Le Programme de reconnaissance des certifications forestières (PEFC) des forêts wallonnes

Question du 26 juillet 2017 à Monsieur COLLIN René, Ministre de l’Agriculture, de la Nature, de la Ruralité, du Tourisme et des Aéroports, délégué à la Représentation à la Grande Région

Alors que la foire agricole de Libramont mettra en valeur, comme tous les deux ans, le secteur forestier, l’audit 2017 rendu par Ecocert ranime les craintes sur la possible perte du label PEFC pour les forêts wallonnes. Déjà en 2016, le précédent rapport avait mis en avant l’absence de plans d’aménagement forestier pour de nombreux bois wallons. Dans le rapport 2017, l’auditeur souligne la qualité des efforts engagés et a levé la non-conformité de 2016.

Cependant cette bonne nouvelle est gâchée par la remise en cause du DNF comme certificateur. Le rapport de cette année souligne que ce dernier a certifié des propriétés ne disposant pas des plans d’aménagement requis par PEFC. Il s’agit de 96 propriétés de 20 hectares qui sont en manque de plans d’aménagement complet auxquelles s’ajoutent 105 plus petites, inférieures à 20 hectares, qui ne disposent pas de plan de gestion comme cela est prévu dans le Code forestier. En faisant le compte de l’ensemble de ces propriétés, on arrive à un total de 73 % des adhérents publics au label hors des clous. Si le DNF perd son rôle de certificateur, nos forêts risquent de perdre leur label. Perte qui serait naturellement particulièrement dommageable pour notre filière bois.

Nous savons que dès la réception du rapport 2016, Monsieur le Ministre a réuni les différents responsables de ce dossier et a initié des mesures notamment l’engagement de six aménagistes et des cartographes.

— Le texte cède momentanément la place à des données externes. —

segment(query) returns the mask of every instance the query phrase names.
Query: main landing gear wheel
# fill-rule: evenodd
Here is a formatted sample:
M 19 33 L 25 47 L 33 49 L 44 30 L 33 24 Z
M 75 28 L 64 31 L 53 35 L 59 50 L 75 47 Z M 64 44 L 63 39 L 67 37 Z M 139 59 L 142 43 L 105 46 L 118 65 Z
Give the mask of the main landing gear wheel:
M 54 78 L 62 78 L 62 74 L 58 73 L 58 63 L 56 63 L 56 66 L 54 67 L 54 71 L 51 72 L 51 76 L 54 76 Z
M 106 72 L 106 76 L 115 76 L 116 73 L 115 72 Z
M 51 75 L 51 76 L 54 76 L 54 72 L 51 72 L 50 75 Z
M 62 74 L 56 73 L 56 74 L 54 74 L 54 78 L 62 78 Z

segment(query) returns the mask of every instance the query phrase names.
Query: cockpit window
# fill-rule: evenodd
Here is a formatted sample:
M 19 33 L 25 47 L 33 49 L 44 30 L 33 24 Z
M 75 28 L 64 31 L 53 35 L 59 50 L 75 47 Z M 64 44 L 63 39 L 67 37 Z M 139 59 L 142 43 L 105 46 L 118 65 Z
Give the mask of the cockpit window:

Monsieur le Ministre peut-il faire le point sur le dossier ?

Peut-il faire le point sur les engagements afin de compléter les équipes ?

Un responsable du label PEFC évoque la nécessité de doubler cette équipe, cette option est-elle envisagée ?

Le DNF est-il en mesure de fournir une réponse pour le 3 août ?

Met-il tout en œuvre pour apporter la preuve des actions correctives pour décembre ?

Si le DNF perdait sa fonction de certificateur, peut-on envisager de le remplacer par un autre organisme et ainsi préserver l’obtention du label PEFC pour nos forêts ?

Réponse de Monsieur COLLIN René, Ministre de l’Agriculture, de la Nature, de la Ruralité, du Tourisme et des Aéroports, délégué à la Représentation à la Grande Région

Le Code forestier indique effectivement que toute forêt bénéficiant du régime forestier et d’une superficie supérieure à 20 hectares d’un seul tenant doit faire l’objet d’un plan d’aménagement.

Les 104 propriétés de moins de 20 hectares, actuellement dépourvues d’aménagement à jour, feront l’objet d’un plan d’aménagement simplifié dans les meilleurs délais.

Un plan d’action détaillé est en réflexion pour les propriétés de plus de 20 hectares.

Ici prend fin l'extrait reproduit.